Comme dans toutes les guerres, beaucoup d’hommes qui sont revenus du champ de bataille ne pouvaient pas facilement se réadapter à la vie civile. Certains hommes ont été marqués par leurs expériences de la guerre, beaucoup d’autres ne pourvaient pas s’adapter à la superficialité de la culture américaine des années 1950. Après avoir expérimenté une authenticité d’interactions humaines où les hommes étaient jugés en fonction de leur caractère et de leurs actes, ils ne pouvaient plus fonctionner facilement dans un monde où ils étaient censés s’intégrer et se conformer aux rôles et aux idéaux définis par d’autres. Ces hommes, bien sûr, étaient habitués à suivre les ordres, même dans une bataille où leurs chances de survie seraient minimes. Mais ils croyaient prendre des risques pour préserver les idéaux et les vérités sacrées et ils prenaient ses risques pour quelqu’un qu’ils respectaient, honoraient et en qui ils avaient confiance, simplement parce qu’il leur avait ordonné de le faire.

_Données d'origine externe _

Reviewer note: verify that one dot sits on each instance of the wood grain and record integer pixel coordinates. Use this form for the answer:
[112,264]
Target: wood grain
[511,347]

S’il était difficile pour un soldat ordinaire de se réajuster la vie civile, il était encore plus difficile pour les hommes choisis de découvrir qu’ils aimaient les autres hommes et qu’ils exprimaient cet amour sexuellement. Leurs expériences sexuelles avec les hommes militaires semblaient totalement étrangères à la culture gay qui les entourait, apparemment composée d’une subculture culturelle artistique et libérale. Certains des hommes qui ont survécu à la Seconde Guerre mondiale sont revenus et ont dérivé en groupes de motards qui incluaient souvent des hommes gais et hétéros, mais c’étaient des hommes qui n’avaient pas trouvé de niche dans la société. Finalement, ces hommes qui étaient attirés sexuellement par d’autres hommes formaient principalement des clans de motards homosexuels de »leather » qui se soutenaient les uns les autres, qui étaient en marge de la société. Ce fut là que là que leur légende commença , sans aucun doute que leur histoire a été embellie et romantisée. Quelques hommes qui faisaient partie de cette histoire, cependant, ont partagé leurs expériences dans ce monde clandestin.
Thom Magister est l’un des écrivains les plus prolifiques sur ce monde de la « Old Guard » (Vieille Garde) comme on les appelle maintenant. La « vieille garde » ne se réfère pas seulement à cette période précoce de la formation de la communauté du leathermen (dans les années 50), mais elle fait aussi référence à un ensemble de valeurs où la « ligne de commandement » a été clairement établi et où les hommes ont suivi des protocoles fondés sur la confiance, l’honneur et l’obéissance. Ceux qui commandaient et ceux qui se soumettaient à ces ordres suivaient ces protocoles autoritaires. Mark Thompson en a fait l’anthologie et sa légende dans Leather-Folk : Radical Sex, People, Politics, and Practice, l’un des livres-sources les plus importants pour l’histoire des leathermen (et des femmes).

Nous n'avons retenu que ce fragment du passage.